My Mother, nee Irene Harkins, was born January 31, 1916 in Fannin County, Georgia, but not in the Cohutta Wilderness. She went regularly to real schools. She rode in automobiles.
Her father was one of three Mississippi brothers who in the 1920's prospered in the timber brokage business. Her mother, Lura, a corpulent, sedentary woman who daily occupied a platform rocker in our house, and who in her seventies bore an uncanny resemblance to Benjamin Franklin right down to the wire rimmed glasses, even then would assure her eight-year-old grandson that her ancestors were the Tennessee Halls,presumably to differentiate them from any lowlife Georgia halls of my acquaintance.
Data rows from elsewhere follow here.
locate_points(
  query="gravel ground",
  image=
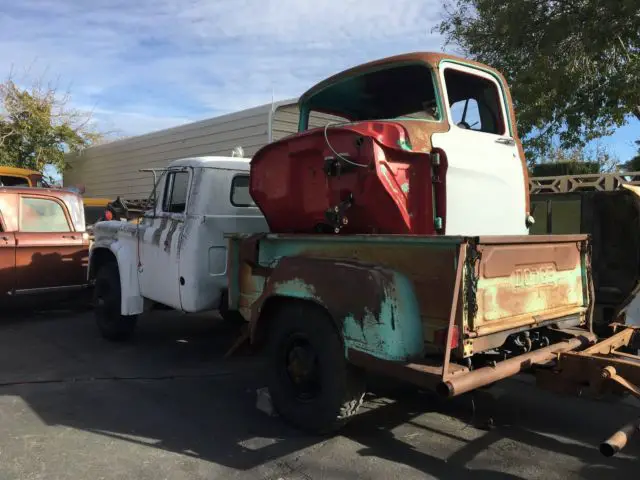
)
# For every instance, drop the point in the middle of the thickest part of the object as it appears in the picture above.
(169, 406)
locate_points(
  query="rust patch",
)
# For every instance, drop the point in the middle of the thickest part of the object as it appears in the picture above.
(503, 261)
(430, 270)
(345, 289)
(420, 133)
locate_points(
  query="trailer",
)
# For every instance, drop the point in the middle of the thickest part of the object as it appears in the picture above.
(607, 207)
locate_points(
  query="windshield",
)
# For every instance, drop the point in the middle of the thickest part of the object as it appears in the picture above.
(400, 91)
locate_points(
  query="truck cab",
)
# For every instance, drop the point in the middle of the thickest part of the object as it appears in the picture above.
(421, 143)
(175, 256)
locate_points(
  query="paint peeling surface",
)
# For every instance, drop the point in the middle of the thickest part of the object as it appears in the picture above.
(525, 284)
(389, 295)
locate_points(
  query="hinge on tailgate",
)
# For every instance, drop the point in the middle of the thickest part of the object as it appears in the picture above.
(472, 274)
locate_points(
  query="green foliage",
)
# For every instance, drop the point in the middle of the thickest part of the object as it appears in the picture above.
(574, 161)
(564, 168)
(573, 66)
(37, 128)
(633, 165)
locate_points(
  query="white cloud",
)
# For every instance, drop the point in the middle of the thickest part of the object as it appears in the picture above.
(148, 63)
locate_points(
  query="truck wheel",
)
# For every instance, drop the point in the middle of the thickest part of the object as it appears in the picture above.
(112, 325)
(229, 316)
(312, 385)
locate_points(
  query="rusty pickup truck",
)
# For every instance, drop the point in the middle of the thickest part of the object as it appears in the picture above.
(399, 244)
(43, 243)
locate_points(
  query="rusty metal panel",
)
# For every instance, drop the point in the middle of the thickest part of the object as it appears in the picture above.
(524, 284)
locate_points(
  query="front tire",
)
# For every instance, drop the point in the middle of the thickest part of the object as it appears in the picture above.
(312, 385)
(107, 294)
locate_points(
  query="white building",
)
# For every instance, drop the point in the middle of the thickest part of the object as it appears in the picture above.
(113, 169)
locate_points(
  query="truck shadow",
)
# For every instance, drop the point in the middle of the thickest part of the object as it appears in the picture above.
(154, 392)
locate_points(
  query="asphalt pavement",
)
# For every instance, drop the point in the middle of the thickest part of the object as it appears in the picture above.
(168, 405)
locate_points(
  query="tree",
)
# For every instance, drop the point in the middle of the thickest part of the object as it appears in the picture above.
(575, 161)
(37, 127)
(633, 165)
(573, 66)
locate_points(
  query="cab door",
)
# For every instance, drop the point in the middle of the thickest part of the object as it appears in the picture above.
(160, 278)
(50, 254)
(7, 259)
(485, 183)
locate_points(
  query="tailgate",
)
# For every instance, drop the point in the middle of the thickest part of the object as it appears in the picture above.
(525, 281)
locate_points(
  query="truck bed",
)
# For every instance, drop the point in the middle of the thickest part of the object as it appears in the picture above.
(393, 295)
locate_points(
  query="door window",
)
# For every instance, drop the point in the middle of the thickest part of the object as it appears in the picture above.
(42, 215)
(475, 102)
(175, 193)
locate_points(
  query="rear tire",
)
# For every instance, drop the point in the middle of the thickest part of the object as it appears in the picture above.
(312, 385)
(107, 294)
(231, 317)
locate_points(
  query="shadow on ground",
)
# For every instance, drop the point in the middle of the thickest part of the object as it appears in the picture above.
(171, 389)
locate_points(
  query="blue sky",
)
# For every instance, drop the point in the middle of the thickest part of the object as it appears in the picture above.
(143, 65)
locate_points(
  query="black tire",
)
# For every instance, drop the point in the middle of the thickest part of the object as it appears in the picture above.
(335, 390)
(106, 301)
(229, 316)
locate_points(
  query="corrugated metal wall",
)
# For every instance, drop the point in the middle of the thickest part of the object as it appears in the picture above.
(112, 169)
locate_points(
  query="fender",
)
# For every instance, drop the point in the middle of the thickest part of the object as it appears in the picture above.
(374, 308)
(119, 239)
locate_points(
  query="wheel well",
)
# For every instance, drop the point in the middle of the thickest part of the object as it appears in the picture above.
(100, 257)
(274, 304)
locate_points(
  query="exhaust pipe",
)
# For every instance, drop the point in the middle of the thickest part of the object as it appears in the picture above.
(466, 382)
(618, 440)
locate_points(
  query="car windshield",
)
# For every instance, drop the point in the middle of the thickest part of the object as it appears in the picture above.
(394, 92)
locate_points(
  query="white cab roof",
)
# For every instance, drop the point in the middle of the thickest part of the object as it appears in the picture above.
(227, 163)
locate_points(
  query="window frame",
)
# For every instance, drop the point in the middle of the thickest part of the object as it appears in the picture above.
(67, 217)
(232, 188)
(167, 193)
(485, 75)
(305, 109)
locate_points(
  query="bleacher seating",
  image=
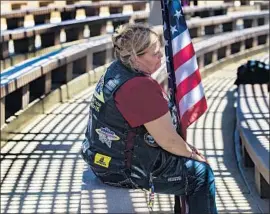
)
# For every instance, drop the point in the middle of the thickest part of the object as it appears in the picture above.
(253, 119)
(34, 85)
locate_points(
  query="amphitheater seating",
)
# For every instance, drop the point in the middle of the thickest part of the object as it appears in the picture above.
(253, 126)
(28, 87)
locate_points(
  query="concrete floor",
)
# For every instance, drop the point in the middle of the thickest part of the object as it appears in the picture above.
(41, 170)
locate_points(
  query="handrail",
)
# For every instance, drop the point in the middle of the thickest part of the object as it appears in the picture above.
(83, 55)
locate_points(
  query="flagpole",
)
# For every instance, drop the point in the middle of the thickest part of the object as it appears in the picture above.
(180, 201)
(169, 61)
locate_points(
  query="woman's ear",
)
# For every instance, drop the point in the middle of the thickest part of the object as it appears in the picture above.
(135, 61)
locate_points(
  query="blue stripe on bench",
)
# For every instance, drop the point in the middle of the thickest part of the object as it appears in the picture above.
(14, 72)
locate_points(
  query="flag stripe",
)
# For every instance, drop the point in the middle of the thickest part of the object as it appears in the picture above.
(185, 81)
(194, 113)
(188, 84)
(183, 56)
(190, 99)
(180, 41)
(186, 70)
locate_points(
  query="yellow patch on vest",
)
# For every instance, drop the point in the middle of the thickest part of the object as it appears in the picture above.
(102, 160)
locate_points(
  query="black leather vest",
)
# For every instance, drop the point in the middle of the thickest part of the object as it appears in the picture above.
(111, 144)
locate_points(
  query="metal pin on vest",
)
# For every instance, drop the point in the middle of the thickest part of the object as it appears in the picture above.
(151, 193)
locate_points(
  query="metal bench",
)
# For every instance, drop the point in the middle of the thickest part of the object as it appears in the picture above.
(50, 34)
(253, 126)
(33, 16)
(44, 76)
(57, 13)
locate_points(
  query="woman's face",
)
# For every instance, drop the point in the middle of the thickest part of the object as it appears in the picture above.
(150, 61)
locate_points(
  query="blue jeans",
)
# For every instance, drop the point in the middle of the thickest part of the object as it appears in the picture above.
(201, 188)
(197, 183)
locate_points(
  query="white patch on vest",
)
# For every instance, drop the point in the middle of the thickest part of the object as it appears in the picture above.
(99, 90)
(85, 145)
(150, 140)
(172, 179)
(107, 136)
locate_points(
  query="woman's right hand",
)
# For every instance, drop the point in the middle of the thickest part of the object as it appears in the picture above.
(199, 158)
When the stock market crashed,the Harkins brothers lost everything. My grandfather, whose death precedes my memory, went to Charles Kiker, the timber baron of Fannin County, and asked him for a job. Mr. Kiker, who forty years later would donate a large farm to my father's church, reportedly told my grandfather that there was no business anymore in which he could employ Mr. Harkins, and the best thing Mr. Harkins could do would be to move his family to some land Mr. Harkins owned on Upper Jacks River, live off the land as best they could and try to wait this thing (which was not yet called The Great Depression) out.
At any rate that is what the Harkins did, but for that first year they sent thirteen-year-old Irene to live with Mississippi relatives so she could go to school. I suppose she came back to Georgia because she missed her family or maybe it was a matter of finances, but when the school year ended so did her formal schooling at the tenth grade.
It must have been a strong dose of culture shock for my mother, a child of relative affluence, to find herself living on Upper jack's River without plumbing,automobiles or domestic help in a land where, to hear her bitterly recount it to her young son thirty years later, the women did all the work while the men went around barefoot drinking corn liquor, smoking homegrown tobacco and trading tales. Adding insult to injury was the fact that my mother, who to her dying day considered Yankees to be culturally inferior and who was certain that General Sherman and Abraham Lincoln were incarnations of Satan, was asked to live among people who voted Republican and whose forbearers had not only remained loyal to the Union, but some,like my Great-Great Grandaddy Stepp, had fought on the blue side.(There's a reason the county next to Fanin is named Union.)
The next summer she would at the age of fifteen marry Wallace Millsaps, a young man in his early twenties already respected at church for his preaching. He, like many men of his time and place, was missing part of a finger from sawmill work, but he was witty, tall and handsome, he didn't drink and he wore shoes.